Pairwise and network analysis of fighting interactions
The evidence of enforcer specialization provided and prior research on status and conflict suggest that there should be meaningful patterns in who fights whom. Players who fight frequently should be disproportionately likely to fight one another, especially after the onset of specialized enforcement. To assess this, individual fighting penalties in the play-by-play dataset are transformed into a set of fighting pairs. A pair is identified when exactly one player on each team receives a fighting penalty at the exact same time in a game. Across 71 seasons of data there are 25,576 such pairs.
Two analyses confirm this tendency. At the dyadic-level, Kendall correlations in the fighting rates and scoring rates of opposing pairs of fighters are calculated. Once again, players who are in less than 20 games, have no goals or assists, and goalies are all excluded from analysis. The results for each season are plotted in Figure 5(a). In accordance with prediction, these correlations increase over time alongside the onset of specialization (from roughly 1970–2000). (a) (Top) displays the Kendall correlation of fighting pair scoring rates and fighting rates by season. Over time player rates more closely resemble the rates of their fighting opponents. Similarly, the bottom panel (b) shows exponential random graph model coefficients for the absolute difference term of fighting rate percentiles. More negative values indicate that, all else equal, fights are more likely between players with similar fighting tendencies.

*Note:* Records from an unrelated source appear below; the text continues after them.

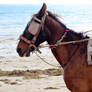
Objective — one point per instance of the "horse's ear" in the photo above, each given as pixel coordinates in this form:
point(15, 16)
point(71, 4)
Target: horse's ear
point(42, 11)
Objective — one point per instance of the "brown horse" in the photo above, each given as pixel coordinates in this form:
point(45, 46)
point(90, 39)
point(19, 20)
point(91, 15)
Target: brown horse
point(45, 26)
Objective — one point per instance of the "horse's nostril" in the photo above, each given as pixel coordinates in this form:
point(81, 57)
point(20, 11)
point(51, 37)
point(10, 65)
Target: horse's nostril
point(18, 49)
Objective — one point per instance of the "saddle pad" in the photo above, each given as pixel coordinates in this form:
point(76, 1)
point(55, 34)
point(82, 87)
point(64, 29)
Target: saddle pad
point(89, 52)
point(34, 28)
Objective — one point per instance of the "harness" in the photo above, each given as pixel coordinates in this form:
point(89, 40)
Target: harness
point(40, 24)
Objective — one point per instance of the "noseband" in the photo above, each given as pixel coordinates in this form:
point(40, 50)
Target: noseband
point(41, 24)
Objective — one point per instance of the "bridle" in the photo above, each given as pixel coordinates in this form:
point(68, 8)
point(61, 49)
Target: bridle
point(41, 27)
point(32, 42)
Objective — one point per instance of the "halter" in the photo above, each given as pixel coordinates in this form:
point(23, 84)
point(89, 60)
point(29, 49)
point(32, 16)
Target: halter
point(32, 42)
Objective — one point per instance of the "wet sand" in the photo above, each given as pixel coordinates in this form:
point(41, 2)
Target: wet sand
point(28, 74)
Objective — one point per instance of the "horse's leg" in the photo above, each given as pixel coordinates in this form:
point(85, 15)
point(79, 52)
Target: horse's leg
point(80, 85)
point(80, 88)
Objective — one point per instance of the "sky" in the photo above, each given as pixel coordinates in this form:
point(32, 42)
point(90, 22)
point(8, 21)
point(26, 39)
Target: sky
point(46, 1)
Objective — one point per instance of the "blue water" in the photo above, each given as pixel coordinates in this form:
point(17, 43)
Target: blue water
point(13, 18)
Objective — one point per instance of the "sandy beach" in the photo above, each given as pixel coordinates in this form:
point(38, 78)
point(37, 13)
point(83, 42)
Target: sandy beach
point(28, 74)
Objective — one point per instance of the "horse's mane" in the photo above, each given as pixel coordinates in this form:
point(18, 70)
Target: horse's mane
point(54, 16)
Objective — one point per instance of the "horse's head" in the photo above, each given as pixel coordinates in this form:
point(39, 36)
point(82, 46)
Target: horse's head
point(33, 34)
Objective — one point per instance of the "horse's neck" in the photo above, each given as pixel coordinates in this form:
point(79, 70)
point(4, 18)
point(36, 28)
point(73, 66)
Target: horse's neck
point(63, 54)
point(55, 29)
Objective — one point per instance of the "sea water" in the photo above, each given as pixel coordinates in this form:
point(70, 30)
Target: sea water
point(13, 20)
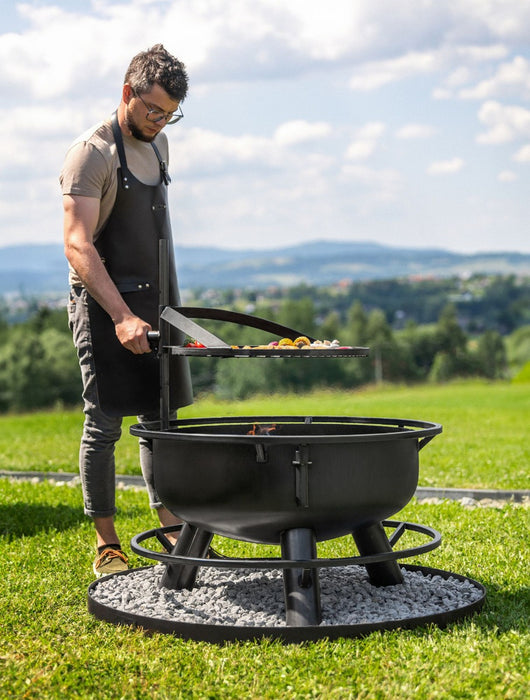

Each seasonal set of fighting pairs is also transformed into a large social network, as network analysis methods allow us to better account for the non-independence of fighting pairs (descriptive statistics for each network analyzed are provided in the online Appendix, Section D). Two sets of exponential random graph models (ERGMs), which estimate the predictors of edge (fight) formation given the properties of nodes, the properties of dyads, and structural features of the networks (Robins et al., 2007) are estimated for each seasonal fighting network.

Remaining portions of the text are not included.